Ara

All debates go through school

2 min

BarcelonaSometimes we make school the solution and hope for everything. We attach too much hope, we put all our eggs in the same basket. We want to be fixed by a society that doesn't work, unequal, fractured, incompetent. In times of crisis like the present one, this becomes even more visible, more peremptory. On the one hand, it is true, as it is said and repeated, that education lays the foundations for the future. On the other hand, it is unfair and excessive to think that the school will solve all our shortcomings, from ethics to work. Because the educational game also involves families in the private sphere and the media in the public sphere. Education is everything, it is everywhere and it is for life: continuous training is this, it is the practical awareness that we never stop learning, training. In fact, this constant learning is part of the human condition.

But school is important, of course. And more so in times of uncertainty. It is especially important for the boys and girls, for whom it is like a family, a space of security and comfort, of discovery, of friendship. A good teacher discovers vocations and can mark a life. A good school environment forms and sets people on the right path. For many, the most important things are the excursions, the food, the friends, the playtime, in other words, all the informal learning. That they do not prioritise the acquisition of concrete knowledge and learning is normal: it is the part that demands effort, that they associate with obligation. That, even so, this does not appear as a heavy imposition or a trauma, is also positive. In any case, listening to the protagonists of the educational process always helps to think and rethink school and education, a living reality.

Pedagogical debates are part of any modern, and not so modern, society: they were already held in classical Greece. Sometimes, however, we get too lost in methodological issues and forget the essence: to give opportunities, tools and knowledge to all children from an early age, and to accompany them in their growth. Fortunately, systems based only on memory and repetition have expired, and we have recovered and developed the innovative and competent pedagogy of the pioneers of the early 20th century. A reality, however, that coexists, not always harmoniously, with the most traditional organisation in subjects, and with classic evaluation systems; with the not negligible ideas of requirements, effort and goals; and with the demands of the labour market.
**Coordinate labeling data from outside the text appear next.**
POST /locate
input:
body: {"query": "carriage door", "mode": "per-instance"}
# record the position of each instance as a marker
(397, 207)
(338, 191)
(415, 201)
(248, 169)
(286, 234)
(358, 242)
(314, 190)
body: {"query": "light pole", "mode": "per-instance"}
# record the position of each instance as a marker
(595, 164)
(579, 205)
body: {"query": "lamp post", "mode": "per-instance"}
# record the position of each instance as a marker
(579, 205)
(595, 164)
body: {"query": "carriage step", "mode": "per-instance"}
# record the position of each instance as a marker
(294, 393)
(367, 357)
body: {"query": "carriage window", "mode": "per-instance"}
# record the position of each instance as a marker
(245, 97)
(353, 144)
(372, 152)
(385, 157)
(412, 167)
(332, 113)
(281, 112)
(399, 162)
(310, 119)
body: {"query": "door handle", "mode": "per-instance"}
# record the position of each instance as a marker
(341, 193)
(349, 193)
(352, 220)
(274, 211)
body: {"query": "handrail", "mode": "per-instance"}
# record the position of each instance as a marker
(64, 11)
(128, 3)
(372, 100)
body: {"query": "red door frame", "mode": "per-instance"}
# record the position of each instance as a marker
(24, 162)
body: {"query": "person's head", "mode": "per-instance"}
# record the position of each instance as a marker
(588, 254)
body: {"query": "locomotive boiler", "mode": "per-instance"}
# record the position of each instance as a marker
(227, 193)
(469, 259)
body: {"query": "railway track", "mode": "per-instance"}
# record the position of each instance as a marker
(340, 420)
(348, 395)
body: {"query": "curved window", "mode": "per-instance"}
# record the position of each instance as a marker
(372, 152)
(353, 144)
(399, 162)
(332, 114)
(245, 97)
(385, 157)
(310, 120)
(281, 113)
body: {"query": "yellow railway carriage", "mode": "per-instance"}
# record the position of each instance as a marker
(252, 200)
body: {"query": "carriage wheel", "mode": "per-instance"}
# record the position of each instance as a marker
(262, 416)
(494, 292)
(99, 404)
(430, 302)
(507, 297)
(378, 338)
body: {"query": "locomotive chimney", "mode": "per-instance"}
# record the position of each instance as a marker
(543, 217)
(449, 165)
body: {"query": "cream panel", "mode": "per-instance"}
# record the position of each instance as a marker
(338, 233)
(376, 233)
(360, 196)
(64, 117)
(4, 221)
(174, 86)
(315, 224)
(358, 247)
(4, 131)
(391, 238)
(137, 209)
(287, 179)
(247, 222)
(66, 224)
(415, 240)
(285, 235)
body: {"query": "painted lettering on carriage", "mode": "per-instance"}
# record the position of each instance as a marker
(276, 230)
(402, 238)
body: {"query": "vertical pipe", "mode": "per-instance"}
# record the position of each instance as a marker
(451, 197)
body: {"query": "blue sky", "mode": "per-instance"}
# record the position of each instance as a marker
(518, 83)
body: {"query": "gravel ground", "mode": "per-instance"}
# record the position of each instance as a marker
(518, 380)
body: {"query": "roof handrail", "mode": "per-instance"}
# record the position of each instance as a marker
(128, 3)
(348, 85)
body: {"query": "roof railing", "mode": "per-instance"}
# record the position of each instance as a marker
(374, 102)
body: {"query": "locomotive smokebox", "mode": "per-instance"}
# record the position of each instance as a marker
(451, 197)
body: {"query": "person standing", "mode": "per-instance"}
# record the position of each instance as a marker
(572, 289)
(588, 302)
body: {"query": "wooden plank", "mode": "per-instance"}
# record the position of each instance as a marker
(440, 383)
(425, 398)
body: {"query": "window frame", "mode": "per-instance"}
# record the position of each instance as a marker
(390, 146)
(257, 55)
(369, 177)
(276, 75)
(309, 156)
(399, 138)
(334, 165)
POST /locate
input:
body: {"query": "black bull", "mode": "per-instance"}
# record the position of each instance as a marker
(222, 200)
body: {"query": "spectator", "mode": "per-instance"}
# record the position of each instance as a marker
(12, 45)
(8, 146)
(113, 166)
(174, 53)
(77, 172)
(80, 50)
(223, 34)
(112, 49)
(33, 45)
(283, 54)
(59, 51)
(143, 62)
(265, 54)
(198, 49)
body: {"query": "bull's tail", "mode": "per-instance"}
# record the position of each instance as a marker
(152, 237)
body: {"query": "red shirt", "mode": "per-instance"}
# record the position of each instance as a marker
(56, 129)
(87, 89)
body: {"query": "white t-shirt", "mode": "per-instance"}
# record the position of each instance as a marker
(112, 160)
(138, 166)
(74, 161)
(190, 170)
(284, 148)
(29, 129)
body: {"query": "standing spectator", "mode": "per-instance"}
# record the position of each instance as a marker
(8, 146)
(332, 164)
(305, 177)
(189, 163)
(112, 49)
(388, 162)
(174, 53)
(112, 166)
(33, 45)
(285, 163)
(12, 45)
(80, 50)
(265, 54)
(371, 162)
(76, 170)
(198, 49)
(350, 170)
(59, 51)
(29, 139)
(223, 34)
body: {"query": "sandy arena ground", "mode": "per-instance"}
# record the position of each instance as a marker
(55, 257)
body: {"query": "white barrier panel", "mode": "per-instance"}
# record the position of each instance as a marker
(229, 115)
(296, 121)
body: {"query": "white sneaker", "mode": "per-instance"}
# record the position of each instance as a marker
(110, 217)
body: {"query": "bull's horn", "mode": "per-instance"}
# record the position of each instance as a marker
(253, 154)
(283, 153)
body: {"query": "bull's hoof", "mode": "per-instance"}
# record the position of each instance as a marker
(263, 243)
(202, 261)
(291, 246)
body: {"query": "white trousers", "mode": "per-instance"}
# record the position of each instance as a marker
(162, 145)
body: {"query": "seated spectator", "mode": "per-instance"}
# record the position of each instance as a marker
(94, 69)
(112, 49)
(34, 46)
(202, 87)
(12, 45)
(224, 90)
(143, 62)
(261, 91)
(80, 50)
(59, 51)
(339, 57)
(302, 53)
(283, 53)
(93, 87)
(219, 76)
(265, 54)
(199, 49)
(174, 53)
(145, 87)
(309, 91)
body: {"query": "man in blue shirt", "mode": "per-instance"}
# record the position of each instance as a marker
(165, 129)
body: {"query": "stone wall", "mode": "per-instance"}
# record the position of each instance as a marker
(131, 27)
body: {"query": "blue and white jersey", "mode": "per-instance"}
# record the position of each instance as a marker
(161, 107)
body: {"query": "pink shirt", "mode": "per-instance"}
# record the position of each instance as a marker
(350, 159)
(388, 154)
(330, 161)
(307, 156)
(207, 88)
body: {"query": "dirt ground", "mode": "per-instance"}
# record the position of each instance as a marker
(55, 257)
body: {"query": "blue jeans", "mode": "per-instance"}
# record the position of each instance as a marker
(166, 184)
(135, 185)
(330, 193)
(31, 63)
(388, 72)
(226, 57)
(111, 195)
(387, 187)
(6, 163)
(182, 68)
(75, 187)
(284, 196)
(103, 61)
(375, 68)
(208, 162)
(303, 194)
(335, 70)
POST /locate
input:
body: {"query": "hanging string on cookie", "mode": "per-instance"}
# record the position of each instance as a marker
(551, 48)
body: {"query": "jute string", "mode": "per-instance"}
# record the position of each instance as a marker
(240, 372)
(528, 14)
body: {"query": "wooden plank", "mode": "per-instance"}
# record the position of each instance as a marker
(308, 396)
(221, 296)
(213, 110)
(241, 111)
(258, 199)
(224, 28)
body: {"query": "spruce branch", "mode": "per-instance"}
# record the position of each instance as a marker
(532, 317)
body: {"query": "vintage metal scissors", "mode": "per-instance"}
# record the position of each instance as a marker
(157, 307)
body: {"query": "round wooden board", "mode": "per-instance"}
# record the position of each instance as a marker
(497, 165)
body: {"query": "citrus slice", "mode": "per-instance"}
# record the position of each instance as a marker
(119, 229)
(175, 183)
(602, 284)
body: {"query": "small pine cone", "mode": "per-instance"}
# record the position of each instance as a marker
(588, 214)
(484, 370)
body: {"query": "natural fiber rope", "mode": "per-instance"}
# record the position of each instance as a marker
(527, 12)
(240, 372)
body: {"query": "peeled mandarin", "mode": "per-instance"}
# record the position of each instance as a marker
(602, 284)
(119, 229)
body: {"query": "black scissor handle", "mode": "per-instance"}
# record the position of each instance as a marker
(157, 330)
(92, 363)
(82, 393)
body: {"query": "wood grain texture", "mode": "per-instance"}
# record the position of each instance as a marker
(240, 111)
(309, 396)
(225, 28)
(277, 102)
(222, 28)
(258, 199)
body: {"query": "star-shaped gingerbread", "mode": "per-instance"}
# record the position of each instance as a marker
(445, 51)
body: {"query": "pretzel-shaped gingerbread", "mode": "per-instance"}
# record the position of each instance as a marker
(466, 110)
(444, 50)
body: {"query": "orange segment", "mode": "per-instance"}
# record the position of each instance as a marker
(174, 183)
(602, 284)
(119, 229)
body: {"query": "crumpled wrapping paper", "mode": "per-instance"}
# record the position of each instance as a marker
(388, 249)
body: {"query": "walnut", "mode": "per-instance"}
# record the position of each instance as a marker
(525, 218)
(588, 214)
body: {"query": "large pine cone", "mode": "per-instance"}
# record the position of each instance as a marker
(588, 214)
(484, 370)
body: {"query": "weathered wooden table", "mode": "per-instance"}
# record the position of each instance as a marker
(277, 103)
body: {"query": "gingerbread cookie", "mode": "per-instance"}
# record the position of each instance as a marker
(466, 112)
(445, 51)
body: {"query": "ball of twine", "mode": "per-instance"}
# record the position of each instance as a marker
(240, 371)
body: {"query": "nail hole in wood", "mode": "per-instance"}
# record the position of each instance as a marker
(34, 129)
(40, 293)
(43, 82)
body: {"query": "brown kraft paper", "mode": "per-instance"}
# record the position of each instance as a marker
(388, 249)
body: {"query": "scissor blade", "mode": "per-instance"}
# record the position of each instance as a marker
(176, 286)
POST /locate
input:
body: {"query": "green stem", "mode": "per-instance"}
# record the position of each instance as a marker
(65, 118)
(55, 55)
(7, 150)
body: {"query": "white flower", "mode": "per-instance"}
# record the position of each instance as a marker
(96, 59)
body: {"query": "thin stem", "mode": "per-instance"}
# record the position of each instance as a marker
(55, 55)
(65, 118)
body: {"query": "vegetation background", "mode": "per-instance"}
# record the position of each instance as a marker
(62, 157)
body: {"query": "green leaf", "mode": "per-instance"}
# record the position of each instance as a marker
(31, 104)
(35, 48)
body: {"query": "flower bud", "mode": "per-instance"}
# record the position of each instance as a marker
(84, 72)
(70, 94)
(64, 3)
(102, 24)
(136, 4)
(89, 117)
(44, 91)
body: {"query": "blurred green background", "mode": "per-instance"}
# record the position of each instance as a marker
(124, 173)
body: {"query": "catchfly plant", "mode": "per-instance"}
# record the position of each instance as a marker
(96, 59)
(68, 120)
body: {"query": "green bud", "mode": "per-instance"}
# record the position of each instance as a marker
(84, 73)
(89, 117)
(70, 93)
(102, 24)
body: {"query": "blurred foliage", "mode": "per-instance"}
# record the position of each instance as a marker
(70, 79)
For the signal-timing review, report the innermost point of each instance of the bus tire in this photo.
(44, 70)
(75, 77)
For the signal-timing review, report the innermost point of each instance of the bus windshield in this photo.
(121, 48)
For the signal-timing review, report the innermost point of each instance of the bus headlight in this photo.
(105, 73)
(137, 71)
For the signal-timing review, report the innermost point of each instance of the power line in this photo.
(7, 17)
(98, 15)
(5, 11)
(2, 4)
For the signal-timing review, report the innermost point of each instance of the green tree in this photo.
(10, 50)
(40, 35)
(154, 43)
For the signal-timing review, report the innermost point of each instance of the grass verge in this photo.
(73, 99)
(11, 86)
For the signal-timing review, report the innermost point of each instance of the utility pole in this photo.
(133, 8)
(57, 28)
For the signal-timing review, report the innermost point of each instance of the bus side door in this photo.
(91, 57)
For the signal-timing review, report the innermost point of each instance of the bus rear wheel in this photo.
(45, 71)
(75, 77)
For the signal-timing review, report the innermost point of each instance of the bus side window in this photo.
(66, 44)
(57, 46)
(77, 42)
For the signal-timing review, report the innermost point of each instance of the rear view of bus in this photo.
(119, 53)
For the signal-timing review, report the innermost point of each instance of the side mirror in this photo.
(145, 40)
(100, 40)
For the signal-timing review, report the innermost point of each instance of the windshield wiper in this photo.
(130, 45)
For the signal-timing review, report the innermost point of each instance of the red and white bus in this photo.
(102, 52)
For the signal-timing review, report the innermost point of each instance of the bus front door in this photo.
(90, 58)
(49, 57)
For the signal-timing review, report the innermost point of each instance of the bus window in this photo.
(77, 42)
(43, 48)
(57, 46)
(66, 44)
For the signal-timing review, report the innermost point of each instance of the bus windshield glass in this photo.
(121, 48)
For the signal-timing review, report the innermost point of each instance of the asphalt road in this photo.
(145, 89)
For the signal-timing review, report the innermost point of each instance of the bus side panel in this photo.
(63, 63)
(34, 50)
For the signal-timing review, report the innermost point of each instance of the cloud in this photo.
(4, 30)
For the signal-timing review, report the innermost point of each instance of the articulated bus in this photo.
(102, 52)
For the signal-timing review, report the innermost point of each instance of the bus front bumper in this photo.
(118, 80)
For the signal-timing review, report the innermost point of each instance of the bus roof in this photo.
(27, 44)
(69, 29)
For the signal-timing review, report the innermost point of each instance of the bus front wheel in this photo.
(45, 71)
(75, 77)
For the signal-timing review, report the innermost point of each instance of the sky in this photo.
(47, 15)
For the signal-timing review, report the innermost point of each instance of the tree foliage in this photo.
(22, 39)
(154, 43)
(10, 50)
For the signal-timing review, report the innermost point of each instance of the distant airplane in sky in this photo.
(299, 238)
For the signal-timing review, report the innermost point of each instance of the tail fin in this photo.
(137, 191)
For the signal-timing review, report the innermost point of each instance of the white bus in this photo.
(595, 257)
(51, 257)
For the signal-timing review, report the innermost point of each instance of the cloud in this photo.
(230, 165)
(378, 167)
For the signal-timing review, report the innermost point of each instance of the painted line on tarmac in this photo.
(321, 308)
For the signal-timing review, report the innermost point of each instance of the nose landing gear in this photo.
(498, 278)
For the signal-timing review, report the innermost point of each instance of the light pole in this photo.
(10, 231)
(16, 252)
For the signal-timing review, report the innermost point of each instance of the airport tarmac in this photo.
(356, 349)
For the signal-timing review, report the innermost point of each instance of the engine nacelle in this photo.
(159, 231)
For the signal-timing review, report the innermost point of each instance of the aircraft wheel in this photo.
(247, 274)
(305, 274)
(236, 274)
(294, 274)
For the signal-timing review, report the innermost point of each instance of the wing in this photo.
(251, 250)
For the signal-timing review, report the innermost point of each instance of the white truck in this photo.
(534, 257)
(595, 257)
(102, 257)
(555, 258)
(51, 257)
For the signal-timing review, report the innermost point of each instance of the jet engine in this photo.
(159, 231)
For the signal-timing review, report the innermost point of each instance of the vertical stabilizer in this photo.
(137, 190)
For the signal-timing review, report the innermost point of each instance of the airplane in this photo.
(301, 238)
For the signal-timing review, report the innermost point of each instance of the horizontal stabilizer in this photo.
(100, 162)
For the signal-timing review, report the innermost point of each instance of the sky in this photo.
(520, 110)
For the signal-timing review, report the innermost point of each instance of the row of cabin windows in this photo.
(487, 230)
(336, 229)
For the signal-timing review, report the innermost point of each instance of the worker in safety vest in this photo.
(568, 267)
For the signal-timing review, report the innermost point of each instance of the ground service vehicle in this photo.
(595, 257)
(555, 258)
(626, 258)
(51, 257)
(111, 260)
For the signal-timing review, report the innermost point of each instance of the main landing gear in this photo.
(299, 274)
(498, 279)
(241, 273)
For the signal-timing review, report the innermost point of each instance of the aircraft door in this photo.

It is not easy to fit all the pieces of this puzzle together, nor is it easy to do so with the problems of management, with the public-private school duality and with an administration which always has scarce resources and tends towards bureaucratisation and centralisation.

The school, then, will continue to concentrate many debates, some of them lazily instrumentalised, such as the language debate, as was once again seen with the approval of the new education law in Congress this Thursday in a climate of polarisation. In any case, the fact that we have the school at the centre of our concerns is positive. And so would it be if the debates were held without taboos, with freedom. Because, at the end of the day, it is each teacher, each team of teachers, who, in their own way, with their creativity and skill, depending on the circumstances and surroundings of the students, exercises every day the seduction of education with the boys and girls.